I am weary of death. I saw far too many people die while I was working hospice, and comforted so many loved ones. I still think about them all. On occasion, something requires that we return to New Bern and, as we drive past various streets, I remember those whose deaths I attended. Some had lived to a ripe old age and some were still young. Each death was a loss, but a few had become special to me and I felt those losses the most.
In the last year I have lost three friends of varying degrees of friendship. All in their early sixties...far too young...far too soon.
The one year anniversary of Kathy's death is nearing. I blogged about losing Kathy some months ago. She was only 61 and left behind two children in grad school...just entering adulthood. She will never see them walk across a stage and receive their degrees. She will never have the pleasure of watching them marry, mature and enjoy some of life's successes. She will never know the pure joy of holding a grandchild and all that follows. We will never have the opportunity to hug one another. She will be missing so much and we will be missing her.
Ann was one of my closest friends when I lived in Miami. We lived two doors away from each other and had boys the same age who became fast friends. Rarely did a day pass that we didn't spend time together. I moved 800 miles away when our boys were 9, by then she'd had a daughter about two years younger than mine. We stayed in touch, but the friendship slowly receded into the past. In recent years Facebook helped us reconnect. Then, in June of this year, she messaged me. The breast cancer she'd beaten over twenty-five years ago had come back and, while it responded to treatment for a couple of years, she was not winning the battle. She said she wished I was there, that she would be needing hospice soon. She was tired of fighting and wanted to die on her own terms. She said she was almost ready to stop treatment and that she was scared. We talked for a while and I gave her my cell number. She never called. Six weeks later she passed quietly. She was 66 and had three small grandchildren on two coasts who will grow up without their grandma.

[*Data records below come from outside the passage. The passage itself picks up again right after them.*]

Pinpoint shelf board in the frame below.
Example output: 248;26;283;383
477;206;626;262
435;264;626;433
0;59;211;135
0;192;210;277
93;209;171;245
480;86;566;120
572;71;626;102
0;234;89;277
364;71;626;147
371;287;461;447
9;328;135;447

Lynn was one of the beautiful girls in high school. We were not close friends but our school was all-girls and our class small enough that everyone was friendly. I learned that she was a beloved kindergarten teacher for many years. Our graduating class began reconnecting on Facebook about five years ago. It was surprising how we felt a kinship, we are TMLA sisters (TMLA being an acronym for our high school). I saw Lynn three years ago at a reunion luncheon she helped plan. She was still one of the beautiful girls. This year was our 45th reunion. Although she still lived in the area, Lynn RSVP'd that she could not attend, that she had been diagnosed with ALS and had lost her ability to speak and to eat. It was a blow to all of us. Lou Gehrig's Disease is vicious...making you a prisoner in your own body before it kills you. Lynn bravely carried on as the disease robbed her of more and more function until she was a prisoner. A week ago her daughter-in-law announced that Lynn's quality of life had deteriorated to near non-existent and that Lynn had made the decision to discontinue her tube feedings. She died Friday, leaving behind her mother, her husband, her son and daughter-in-law and a slew of former students, friends and TMLA sisters. She was 63.
Kathy's death was unexpected, with no opportunity for anyone to say goodbye. Ann and Lynn had the opportunity to say goodbye to their families as they made courageous decisions to let go. I don't know if I could be that brave...and I hope I never have to find out.